Voisins vigilants : la société du flicage permanent

Le Poing Publié le 24 décembre 2024 à 16:21
Panneau de Voisins Vigilants à Cassis Photo de Toto 354015

À l’entrée de nombreux villages s’affiche désormais l’œil jaune des voisin.es vigilant.es, présence légèrement malaisante censée indiquer la présence d’une communauté de voisin.es déterminé.es à surveiller et si « nécessaire » à dénoncer vigoureusement intrus.es dangereux.euses et cambrioleurs.euses. S’agit-il de dangereuses milices tenues par des voisin.es radicalisé.es ou au contraire de banales initiatives de solidarité directe entre voisin.es ? Voyage dans le péri-urbain flippé et fliqué

Article initialement paru dans le journal papier numéro 42 du Poing, sur le thème “LGBT, services publics, vote RN : les campagnes montent au front”, publié en septembre 2024 et toujours disponible sur notre boutique en ligne

Derrière l’appellation générique « Voisins Vigilants » cohabitent deux dispositifs. Le premier dispositif est étatique.
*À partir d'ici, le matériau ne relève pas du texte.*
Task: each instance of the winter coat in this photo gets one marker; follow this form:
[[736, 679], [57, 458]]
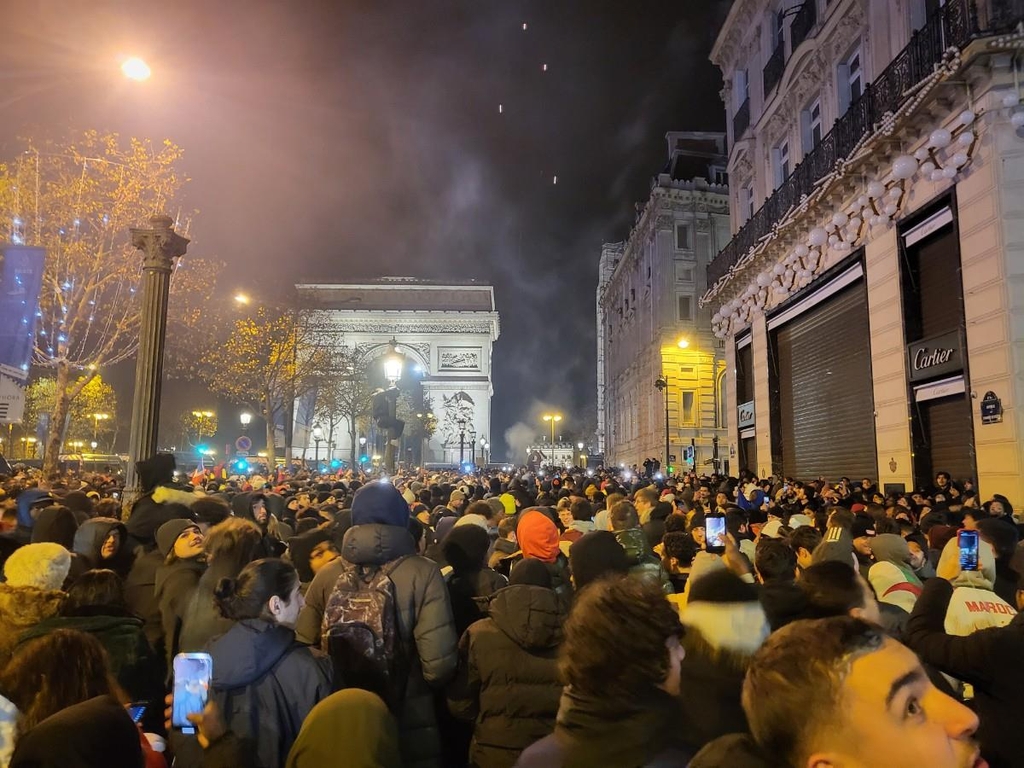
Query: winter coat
[[988, 659], [202, 620], [173, 591], [265, 683], [20, 609], [425, 622], [140, 594], [597, 732], [133, 663], [153, 510], [95, 732], [508, 675], [89, 543], [643, 562]]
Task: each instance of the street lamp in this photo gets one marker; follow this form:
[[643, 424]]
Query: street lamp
[[663, 385], [317, 436], [161, 247], [553, 419], [135, 69]]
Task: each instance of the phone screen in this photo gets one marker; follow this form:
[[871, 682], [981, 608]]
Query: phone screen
[[193, 673], [715, 531], [968, 542]]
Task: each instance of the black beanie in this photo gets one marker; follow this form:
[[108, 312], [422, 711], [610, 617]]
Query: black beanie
[[595, 555]]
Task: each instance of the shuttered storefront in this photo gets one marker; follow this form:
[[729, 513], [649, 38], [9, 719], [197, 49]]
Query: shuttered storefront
[[825, 415]]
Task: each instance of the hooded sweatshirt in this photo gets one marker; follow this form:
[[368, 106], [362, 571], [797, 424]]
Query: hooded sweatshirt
[[891, 576], [508, 674], [265, 683], [357, 719]]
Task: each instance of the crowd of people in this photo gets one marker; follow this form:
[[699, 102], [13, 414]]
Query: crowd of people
[[557, 617]]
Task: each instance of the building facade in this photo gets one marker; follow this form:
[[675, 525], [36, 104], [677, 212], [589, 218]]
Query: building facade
[[870, 298], [445, 332], [649, 325]]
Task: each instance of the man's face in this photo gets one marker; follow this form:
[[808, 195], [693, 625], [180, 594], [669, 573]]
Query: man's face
[[565, 516], [111, 544], [322, 554], [891, 709]]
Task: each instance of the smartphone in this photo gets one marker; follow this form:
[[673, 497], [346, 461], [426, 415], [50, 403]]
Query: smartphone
[[968, 543], [715, 534], [193, 675]]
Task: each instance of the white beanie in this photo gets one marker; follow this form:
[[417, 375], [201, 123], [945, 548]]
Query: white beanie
[[42, 565]]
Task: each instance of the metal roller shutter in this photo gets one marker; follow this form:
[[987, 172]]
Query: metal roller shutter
[[946, 425], [825, 399]]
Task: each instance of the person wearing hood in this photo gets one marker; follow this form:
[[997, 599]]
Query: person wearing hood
[[985, 657], [643, 562], [466, 551], [538, 537], [161, 501], [102, 543], [95, 604], [264, 681], [310, 552], [508, 681], [891, 577], [31, 591], [621, 664], [380, 537], [725, 626], [251, 506], [180, 544]]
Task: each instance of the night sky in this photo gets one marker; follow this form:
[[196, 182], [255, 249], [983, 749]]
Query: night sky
[[339, 140]]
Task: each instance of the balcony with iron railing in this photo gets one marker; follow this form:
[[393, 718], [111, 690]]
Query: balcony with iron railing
[[774, 69], [741, 120], [956, 24]]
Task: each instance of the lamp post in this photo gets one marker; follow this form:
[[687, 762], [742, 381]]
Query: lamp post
[[161, 246], [553, 419], [392, 372], [462, 441], [663, 385], [317, 436]]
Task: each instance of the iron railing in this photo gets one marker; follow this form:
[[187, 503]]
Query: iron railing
[[803, 23], [774, 69], [741, 120], [954, 25]]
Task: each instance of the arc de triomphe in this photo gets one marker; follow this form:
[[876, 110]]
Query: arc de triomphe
[[445, 331]]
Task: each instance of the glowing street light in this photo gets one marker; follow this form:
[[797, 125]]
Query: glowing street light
[[135, 69]]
Sous la supervision de la gendarmerie et de la mairie, des référents vigilants recrutent leurs voisins et surveillent leur quartier en lien avec les autorités locales. Le second dispositif est privé : la plateforme « Voisins vigilants », gérée par l’entrepreneur de la tech Thierry Chicha, met à disposition des outils sociaux pour que les communautés de voisins géolocalisées puissent surveiller et alerter en temps réel le voisinage. Dans ce cas, il n’y a pas de supervision des autorités, les communautés sont « autogérées ». La plateforme revendique des centaines de milliers d’usagers et des milliers de communes comptent un protocole de participation citoyenne. Dans les petites villes périurbaines, ces panneaux sont omniprésents et frappent l’œil.

Recréer du lien… par la surveillance

En réalité, la plupart des voisins vigilants ne sont pas des groupes para-policiers, ni de dangereuses milices. Pour la plupart des groupes, les voisins vigilants se limitent à la durveillance de leur quartier : ils vont s’alerter mutuellement lorsqu’une personne “suspecte” extérieure au quartier circule afin de mettre en place une surveillance latérale collective, et dans certains cas, appeler la police ou la gendarmerie qui se déplace plus facilement lorsque ce sont les voisins vigilants qui appelle qu’un citoyen lambda.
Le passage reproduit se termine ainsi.